個人事業主の方は、確定申告の準備でバタバタする時期ですね!
特に2018年に独立・開業をされた方にとっては初めての確定申告ですので、わからないことも多々あるかと思います。

わからないことの一つとして、事業主貸や事業主借の考え方だと言えます。
この事業主貸・事業主借は、法人の経理には出てこない個人事業主の独特の経理処理です。

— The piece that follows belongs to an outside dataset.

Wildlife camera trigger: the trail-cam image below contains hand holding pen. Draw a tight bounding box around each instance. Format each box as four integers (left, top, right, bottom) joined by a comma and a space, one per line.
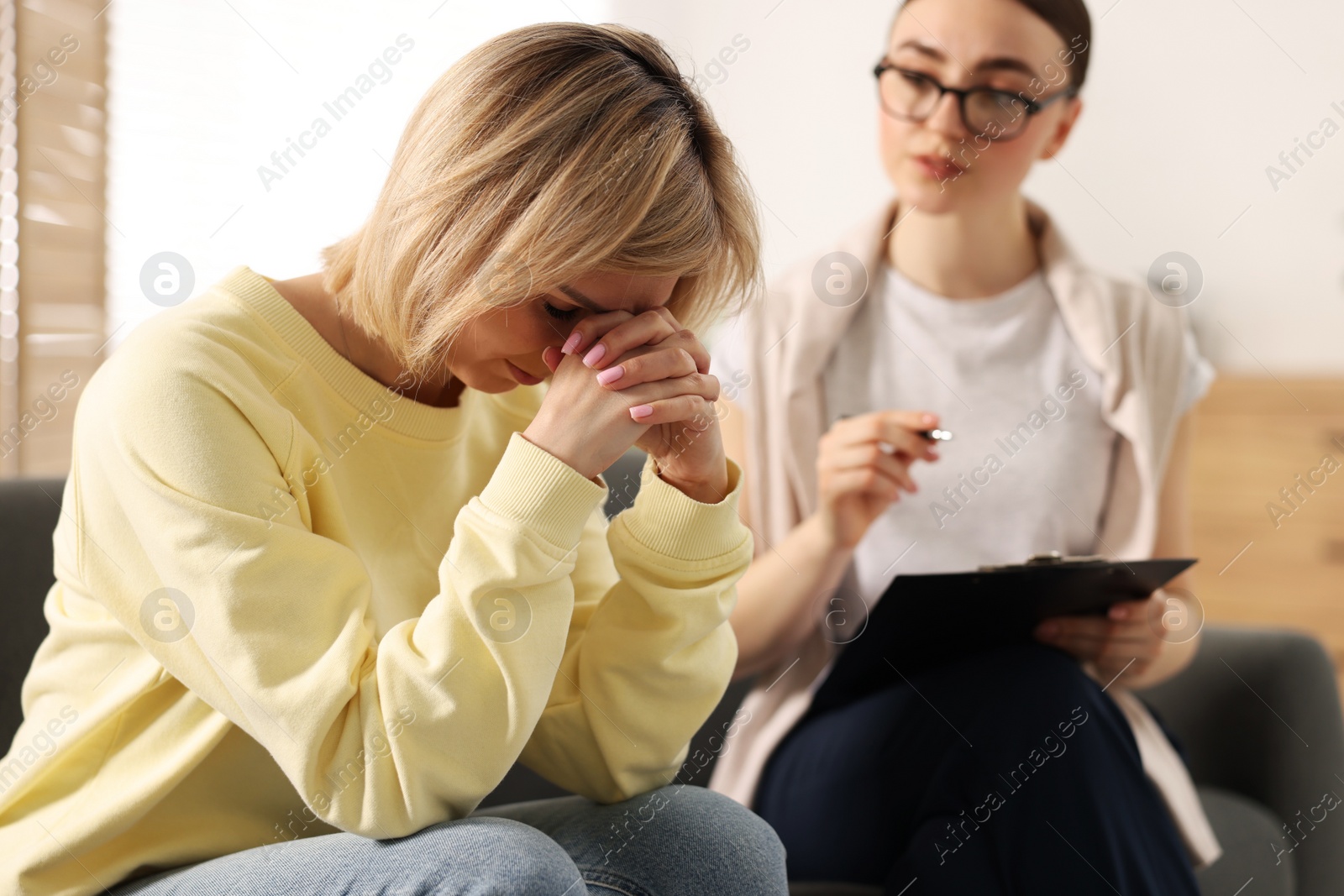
817, 411, 952, 549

個人事業主の経理で大切なのは、事業のお金とプライベートのお金の流れを明確に分けることです。
税務調査でも以下の点が論点となります。
① 事業の経費の中にプライベートの支払いが含まれていないか
② 事業の売上がプライベートの口座に入ったままで売上の計上漏れになっていないか
そこで登場するのが、事業主貸・事業主借という経理処理です。

事業主貸は、事業のお金をプライベートの自分に貸したというイメージです。貸借対照表では、資産に計上されます。
事業主貸の具体的な事例は以下の通りです。
 〇 事業用の口座から生活費を引き出した
 〇 事業用の口座からプライベートの支払いをした
 〇 事業用の口座から、個人の税金(所得税・住民税など)を支払った

事業主借は、事業のためにプライベートのお金を自分から借りたというイメージです。貸借対照表では、負債に計上されます。
事業主借の具体的な事例は以下の通りです。
 〇 プライベートのお金を事業用の通帳に入金した
 〇 プライベートのお金で事業の経費を支払った
 〇 事業用の口座に利息がついた

個人事業主は、どうしても事業用のお金とプライベートのお金が混ざりがちです。
しかし、個人事業主の経理においては、事業とプライベートをきっちりと分けるということが重要になりますので、気を付けて経理処理を進めてください。